One could argue that the sperm could exit the left fallopian tube and through the transperitoneal sperm migration as proposed by Nahum et al (2004) fertilize the ovum in the peritoneal cavity and then the fertilised ovum migrated to the uterine cavity via the other tube. This would be most unlikely in our case since there was no communication between the right horn and the cavity of the left uterus.
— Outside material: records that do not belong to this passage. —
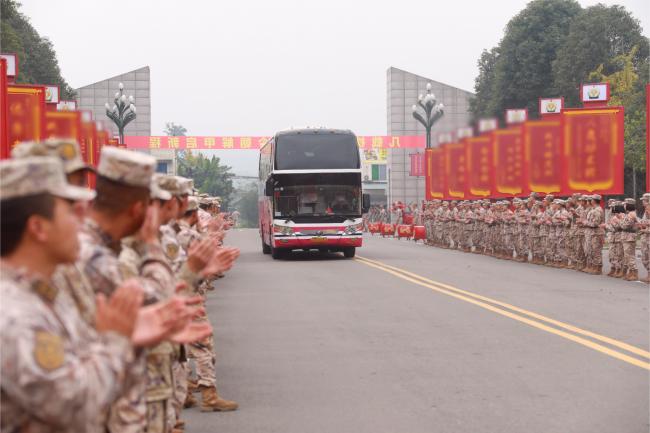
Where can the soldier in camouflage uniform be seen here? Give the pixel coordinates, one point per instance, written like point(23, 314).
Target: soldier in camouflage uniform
point(644, 228)
point(58, 373)
point(629, 229)
point(595, 235)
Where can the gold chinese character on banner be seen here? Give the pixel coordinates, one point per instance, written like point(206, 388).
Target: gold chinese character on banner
point(154, 142)
point(173, 142)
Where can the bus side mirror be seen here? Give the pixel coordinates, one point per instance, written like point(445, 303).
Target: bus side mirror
point(268, 187)
point(365, 205)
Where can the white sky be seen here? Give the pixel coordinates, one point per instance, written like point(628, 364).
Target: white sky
point(251, 67)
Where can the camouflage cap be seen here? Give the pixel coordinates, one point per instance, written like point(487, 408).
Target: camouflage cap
point(126, 166)
point(37, 175)
point(67, 150)
point(170, 184)
point(192, 204)
point(187, 185)
point(156, 191)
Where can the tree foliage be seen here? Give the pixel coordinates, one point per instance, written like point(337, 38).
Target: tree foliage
point(37, 59)
point(246, 204)
point(174, 130)
point(551, 47)
point(209, 175)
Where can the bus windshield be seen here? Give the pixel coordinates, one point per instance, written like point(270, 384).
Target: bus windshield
point(316, 151)
point(317, 200)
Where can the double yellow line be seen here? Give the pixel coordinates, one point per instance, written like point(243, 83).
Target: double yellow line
point(564, 330)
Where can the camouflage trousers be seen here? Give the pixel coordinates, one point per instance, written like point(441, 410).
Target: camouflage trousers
point(129, 412)
point(203, 354)
point(179, 372)
point(595, 248)
point(579, 247)
point(645, 250)
point(628, 241)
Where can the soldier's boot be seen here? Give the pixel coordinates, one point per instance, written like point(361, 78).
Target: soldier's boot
point(190, 401)
point(211, 402)
point(632, 275)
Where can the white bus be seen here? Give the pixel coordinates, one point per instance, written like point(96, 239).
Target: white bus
point(310, 193)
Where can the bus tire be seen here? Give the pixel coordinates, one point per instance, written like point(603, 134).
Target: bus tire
point(277, 253)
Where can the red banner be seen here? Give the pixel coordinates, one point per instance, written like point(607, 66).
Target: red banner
point(480, 176)
point(417, 165)
point(4, 138)
point(247, 143)
point(509, 165)
point(456, 170)
point(543, 155)
point(26, 109)
point(436, 179)
point(63, 124)
point(593, 146)
point(88, 142)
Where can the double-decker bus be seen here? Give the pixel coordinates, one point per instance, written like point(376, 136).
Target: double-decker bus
point(310, 193)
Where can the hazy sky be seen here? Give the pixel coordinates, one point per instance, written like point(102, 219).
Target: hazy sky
point(251, 67)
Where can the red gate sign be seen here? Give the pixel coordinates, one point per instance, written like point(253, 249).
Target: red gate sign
point(593, 146)
point(543, 155)
point(63, 124)
point(508, 162)
point(417, 164)
point(456, 170)
point(26, 113)
point(435, 173)
point(480, 177)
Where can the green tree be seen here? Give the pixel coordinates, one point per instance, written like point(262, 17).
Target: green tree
point(517, 72)
point(209, 175)
point(246, 204)
point(598, 35)
point(174, 130)
point(37, 59)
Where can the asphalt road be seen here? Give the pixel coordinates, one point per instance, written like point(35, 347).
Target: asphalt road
point(326, 344)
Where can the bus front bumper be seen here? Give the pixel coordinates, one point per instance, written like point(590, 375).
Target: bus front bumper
point(298, 242)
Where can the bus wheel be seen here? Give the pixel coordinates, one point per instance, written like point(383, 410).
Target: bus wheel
point(277, 253)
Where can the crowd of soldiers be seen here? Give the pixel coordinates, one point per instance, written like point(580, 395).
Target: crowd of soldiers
point(554, 232)
point(547, 231)
point(103, 292)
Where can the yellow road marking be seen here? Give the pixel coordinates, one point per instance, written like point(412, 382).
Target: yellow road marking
point(474, 299)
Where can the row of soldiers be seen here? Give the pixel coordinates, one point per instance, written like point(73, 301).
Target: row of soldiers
point(103, 292)
point(554, 232)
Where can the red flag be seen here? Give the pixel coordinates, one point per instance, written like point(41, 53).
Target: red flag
point(480, 176)
point(543, 155)
point(593, 146)
point(4, 137)
point(508, 162)
point(456, 170)
point(26, 113)
point(436, 176)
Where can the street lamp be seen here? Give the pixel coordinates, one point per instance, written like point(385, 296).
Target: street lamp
point(432, 112)
point(122, 112)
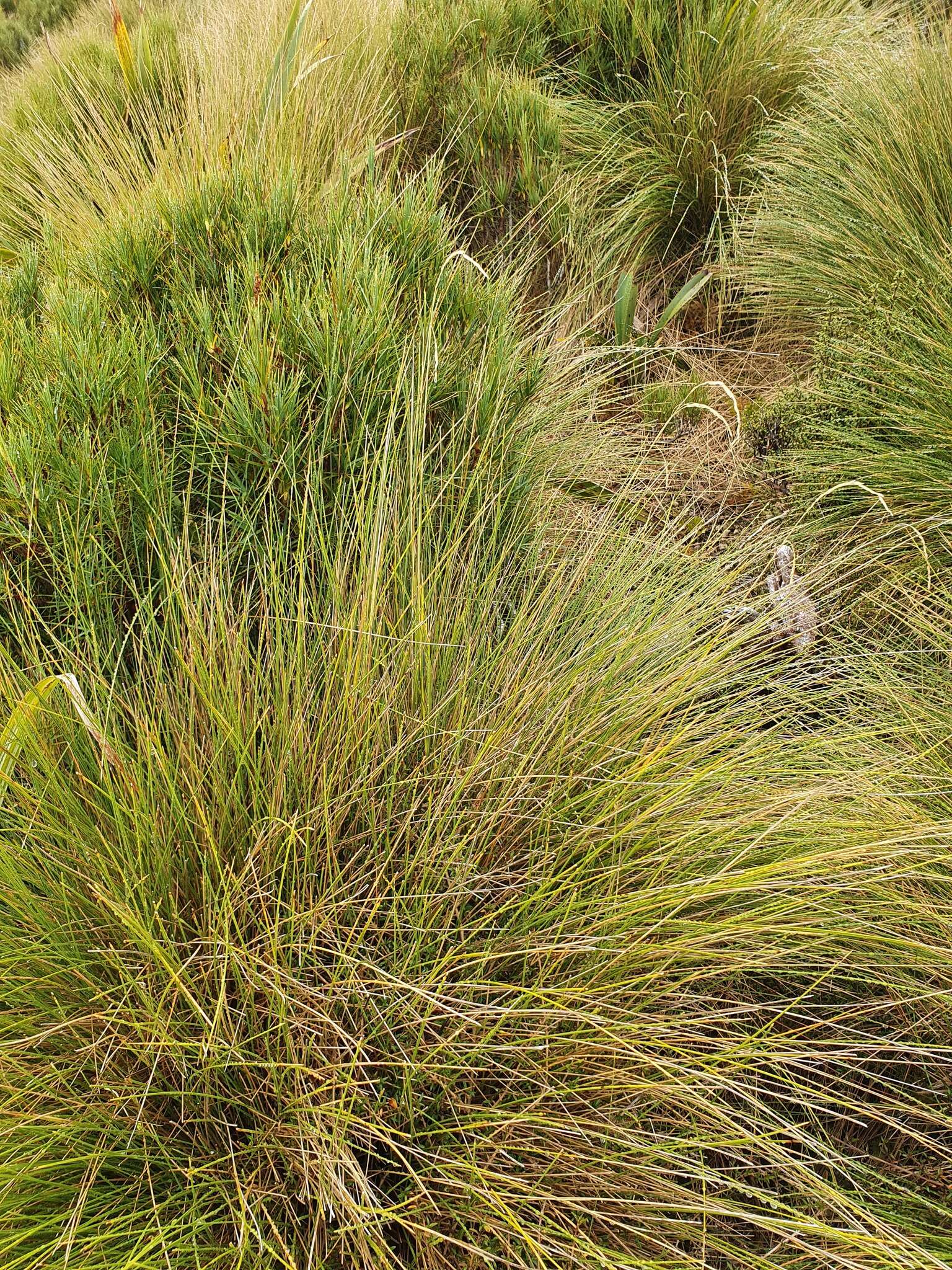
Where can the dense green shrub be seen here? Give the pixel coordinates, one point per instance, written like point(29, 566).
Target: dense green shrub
point(23, 20)
point(239, 357)
point(673, 99)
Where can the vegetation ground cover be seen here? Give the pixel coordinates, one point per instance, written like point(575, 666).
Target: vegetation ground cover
point(437, 826)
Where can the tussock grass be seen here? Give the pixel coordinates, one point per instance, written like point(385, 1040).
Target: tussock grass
point(395, 868)
point(851, 253)
point(669, 102)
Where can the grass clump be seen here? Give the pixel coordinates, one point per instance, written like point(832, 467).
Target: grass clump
point(23, 20)
point(851, 254)
point(408, 929)
point(674, 99)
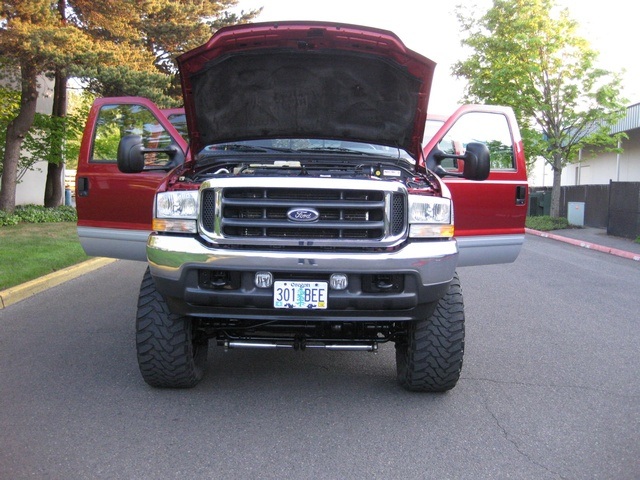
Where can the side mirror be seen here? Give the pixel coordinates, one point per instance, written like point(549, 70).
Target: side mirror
point(476, 162)
point(131, 154)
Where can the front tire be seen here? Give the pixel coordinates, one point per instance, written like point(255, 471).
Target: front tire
point(170, 353)
point(429, 359)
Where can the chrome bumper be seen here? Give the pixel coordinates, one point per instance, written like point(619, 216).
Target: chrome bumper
point(434, 262)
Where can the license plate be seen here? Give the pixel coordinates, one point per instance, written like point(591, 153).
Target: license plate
point(307, 295)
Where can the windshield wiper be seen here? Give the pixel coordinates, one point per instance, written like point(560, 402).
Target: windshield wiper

Our literature search in databases including Medline, Cinahl, Embase and Pubmed (English language, search terms: Transperitoneal migration, unicornuate uterus, Mullerian duct abnormality, term pregnancy) failed to retrieve similar case reports. We therefore propose that this is the first natural experiment which has provided indisputable evidence of a naturally conceived term pregnancy in a unicornuate uterus resulting from transperitoneal ovum migration.
Weaknesses
We recognise that there are a number of difficulties with our case study, among them are (a) the failure to recognise the uterine abnormality at the time of the laparotomy and left oophorectomy, (b) The attempted external cephalic version in the presence of a uterine abnormality, though at the time of the attempt, it was not known that this patient had a uterine abnormality, (c) The failure to excise the uterine horn when it was identified at the caesarean section; it must however be understood that this was an unexpected finding and the patient’s signed consent did not allow us to perform this procedure and (d) since this is only a case report, it suffers from the same general weaknesses of case reports and thereby limits the conclusions which can be drawn. However, we believe that if one is able to look past these weaknesses, a number of lessons can be learnt.
Conclusion
Several lessons can be learnt from this natural experiment. It provides the strongest evidence to date of transperitoneal migration of an ovum. It tacitly argues for the role of chemotactic factors in the movement of an ovum to the fallopian tube after ovulation, and simultaneously suggests that the geographical proximity of the fallopian tube to the ovary is not the only factor involved in the uptake of the released ovum. Whether this chemotactic factor plays a role in the absence of a uterine abnormality or whether it is only manifested when geographical proximity fails to yield a pregnancy remains unanswered. It may well be that chemotactic factors are always present but plays a secondary role in the presence of normal anatomy but as long as the normal anatomy is disturbed the chemotactic factors seem to gain ascendancy in their role of facilitating tubal uptake of a released ovum.